Durante décadas (en Estados Unidos y Francia, durante siglos), las sociedades occidentales han promovido y apoyado auténticas barbaridades, sabiendo que eran peligrosas, sólo porque fastidiaba a otras personas.
No hablo sólo del ecologismo o la perspectiva de género. En política, en las sociedades occidentales, un tema sólo se considera importante si apoyarlo o atacarlo va a hacer daño a personas de ideología diferente.
Y el problema no está en que la gente sea tonta. El problema está en que la gente es mala. La gente sabe que está haciendo el mal, pero vivimos en una sociedad donde se puede presumir de ello y ser recompensado.
Puedes salir a la calle a saquear tiendas diciendo que lo haces para luchar contra el racismo. Puedes derribar estatuas, ir a manifestaciones, organizar linchamientos… Y habrá, literalmente, millones de personas en el mundo apoyándote. Sólo porque apoyarte molesta a personas que no son dueñas de esas tiendas, que no son linchadas, o que no llegan tarde por el estado del tráfico.

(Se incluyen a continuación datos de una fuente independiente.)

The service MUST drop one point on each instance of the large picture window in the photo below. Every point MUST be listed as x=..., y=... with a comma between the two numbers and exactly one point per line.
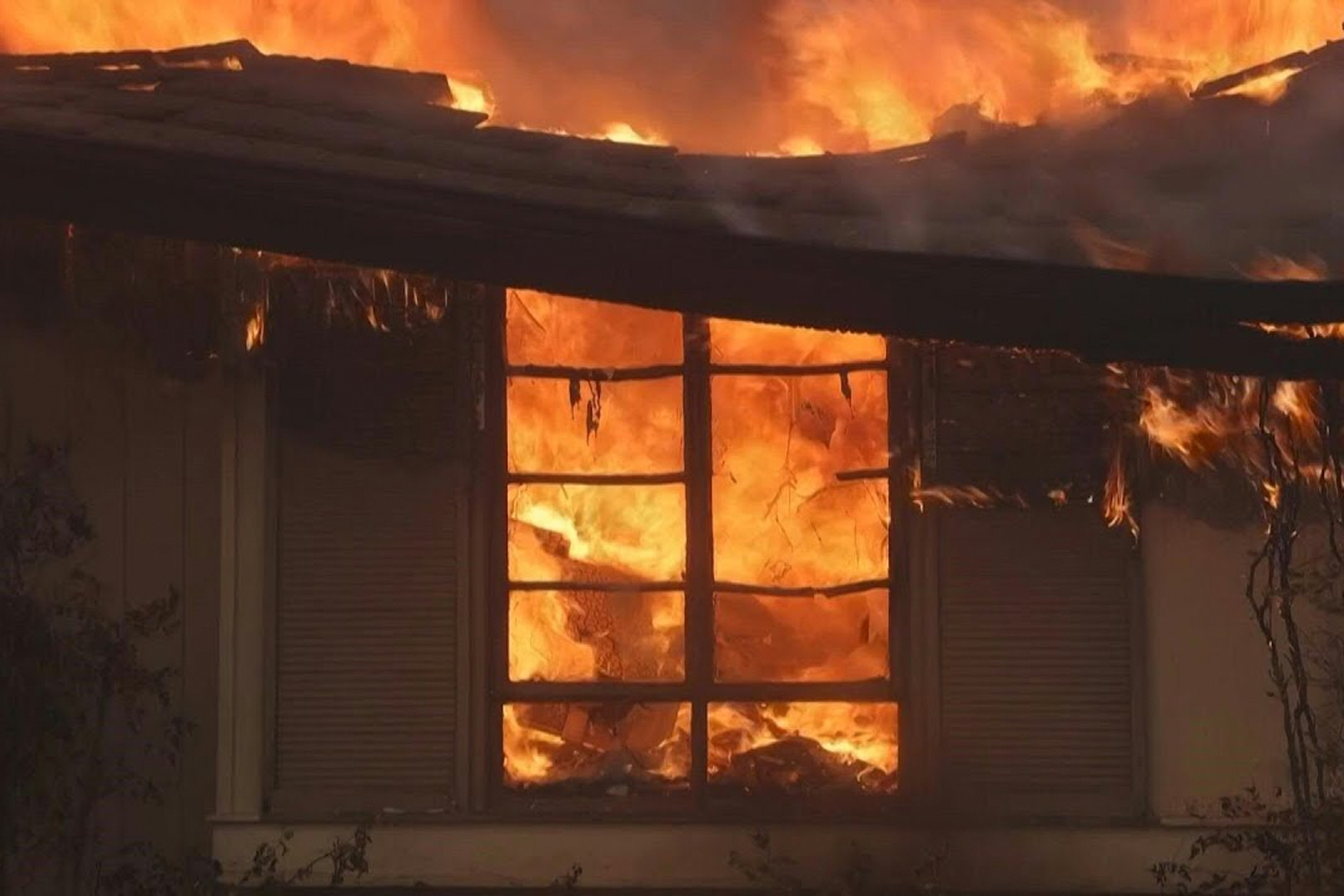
x=698, y=578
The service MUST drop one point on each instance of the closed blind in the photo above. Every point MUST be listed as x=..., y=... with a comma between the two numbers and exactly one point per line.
x=367, y=575
x=1037, y=662
x=1035, y=608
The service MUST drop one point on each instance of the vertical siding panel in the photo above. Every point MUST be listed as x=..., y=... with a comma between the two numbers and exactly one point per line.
x=153, y=547
x=201, y=605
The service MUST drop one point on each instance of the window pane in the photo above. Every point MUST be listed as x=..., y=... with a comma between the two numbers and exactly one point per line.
x=804, y=747
x=819, y=638
x=780, y=513
x=578, y=332
x=591, y=635
x=599, y=745
x=744, y=343
x=596, y=532
x=556, y=426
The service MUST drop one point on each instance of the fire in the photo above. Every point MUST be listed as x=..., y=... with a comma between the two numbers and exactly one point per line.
x=800, y=549
x=797, y=77
x=257, y=328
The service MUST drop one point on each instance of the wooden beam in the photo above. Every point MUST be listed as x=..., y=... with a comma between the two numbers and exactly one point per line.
x=1101, y=314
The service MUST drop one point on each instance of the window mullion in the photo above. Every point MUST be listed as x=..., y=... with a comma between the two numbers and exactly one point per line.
x=699, y=549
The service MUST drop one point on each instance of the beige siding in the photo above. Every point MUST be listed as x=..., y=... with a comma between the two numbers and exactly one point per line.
x=145, y=455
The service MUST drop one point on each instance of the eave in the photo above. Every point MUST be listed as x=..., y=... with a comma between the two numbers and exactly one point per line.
x=645, y=226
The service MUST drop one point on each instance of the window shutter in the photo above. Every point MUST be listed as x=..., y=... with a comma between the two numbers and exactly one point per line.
x=367, y=573
x=1037, y=610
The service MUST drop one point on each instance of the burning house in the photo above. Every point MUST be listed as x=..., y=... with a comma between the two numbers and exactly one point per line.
x=558, y=500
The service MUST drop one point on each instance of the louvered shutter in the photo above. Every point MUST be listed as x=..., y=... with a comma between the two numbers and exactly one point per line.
x=367, y=573
x=1037, y=610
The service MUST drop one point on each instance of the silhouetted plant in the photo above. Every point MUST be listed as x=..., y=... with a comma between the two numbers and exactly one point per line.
x=81, y=708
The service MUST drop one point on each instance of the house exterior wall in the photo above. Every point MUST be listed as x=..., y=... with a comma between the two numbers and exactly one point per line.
x=145, y=458
x=161, y=463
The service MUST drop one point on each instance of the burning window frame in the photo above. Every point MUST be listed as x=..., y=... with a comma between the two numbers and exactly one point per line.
x=699, y=689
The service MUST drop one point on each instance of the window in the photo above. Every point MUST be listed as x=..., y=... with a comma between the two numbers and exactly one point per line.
x=698, y=573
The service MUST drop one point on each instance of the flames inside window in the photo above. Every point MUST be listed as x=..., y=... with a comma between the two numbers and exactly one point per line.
x=644, y=656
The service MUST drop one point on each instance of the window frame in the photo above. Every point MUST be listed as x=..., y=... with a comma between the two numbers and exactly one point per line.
x=699, y=688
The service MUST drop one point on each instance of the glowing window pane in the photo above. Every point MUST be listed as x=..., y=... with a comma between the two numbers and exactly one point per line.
x=596, y=532
x=556, y=426
x=819, y=638
x=578, y=332
x=804, y=747
x=744, y=343
x=597, y=745
x=781, y=513
x=596, y=635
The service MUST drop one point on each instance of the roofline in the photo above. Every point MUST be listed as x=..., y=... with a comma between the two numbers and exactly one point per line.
x=1098, y=314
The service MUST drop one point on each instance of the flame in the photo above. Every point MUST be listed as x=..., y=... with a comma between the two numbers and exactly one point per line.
x=785, y=516
x=1117, y=504
x=797, y=77
x=255, y=328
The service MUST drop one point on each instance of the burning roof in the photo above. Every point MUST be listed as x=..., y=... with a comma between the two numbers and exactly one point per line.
x=992, y=236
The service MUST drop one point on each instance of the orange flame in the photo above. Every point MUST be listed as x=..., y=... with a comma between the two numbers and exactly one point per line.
x=796, y=77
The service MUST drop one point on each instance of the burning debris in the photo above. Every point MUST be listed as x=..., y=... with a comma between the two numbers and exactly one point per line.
x=702, y=514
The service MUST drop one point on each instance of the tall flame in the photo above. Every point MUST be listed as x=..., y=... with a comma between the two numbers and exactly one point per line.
x=787, y=75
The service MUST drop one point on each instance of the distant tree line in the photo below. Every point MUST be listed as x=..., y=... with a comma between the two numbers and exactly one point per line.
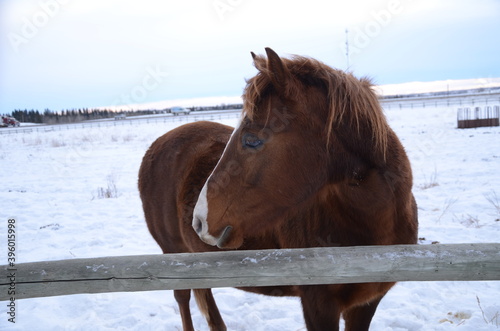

Puedes defender el aborto, la pederastia, la democracia, el terrorismo… Y luego pedir que castiguen a alguien por cometer delitos de odio.
Vivimos en un mundo en que todavía existen países donde la esclavitud particular es legal. Donde las mujeres tienen que pedir permiso para casarse. Donde los niños tienen que ponerse a trabajar. En vez de ayudar económicamente a esos países para que se industrialicen y puedan desprenderse de ese estilo de vida, hemos optado en gastarnos el dinero en hablar del Calentamiento Global, de inmigración ilegal, de micromachismos y macropolleces.
Podemos seguir viendo la política como si fuera un partido de fútbol y luego quejarnos de que el subnormal de turno, (en este caso creo que ha sido Trump) pida que se vea la repetición de la jugada.
Y yo me pregunto… Si nadie cree en la democracia ¿Por qué nos quejamos de que Trump no crea en ella? O Biden, Sánchez, Abascal, Iglesias… Lo mismo da.
Vamos a votar y cuando no gana quien deseamos, nos pasamos cuatro años quejándonos de lo que hace quien ha ganado. Quien ha salido elegido democráticamente. Quien ha contado con el apoyo de la población. El pueblo, la plebe, el vulgo…
Si no nos gustan las trampas, qué tontería más grande ver un partido de fútbol. Si no nos gustan los malos políticos, qué tontería más grande ir a votar, a manifestaciones, a romper escaparates o a enfrentarse con la policía.
Con todo el jaleo del coronavirus, parece que estuviéramos en el tiempo de descuento. El problema es que el marcador está igualado. Se van a jugar interminables prórrogas porque cada vez que un equipo marca gol, el marcador añade un tanto a cada equipo participante. Cada vez que un sector de la población consigue hacer daño a otro sector, es una victoria para ambos. Unos consiguen hacer daño, los otros tienen la prueba de que les han hecho daño injustamente. Pasamos del 0-0 al 1-1. Y así, interminablemente. Sin ronda de penaltis.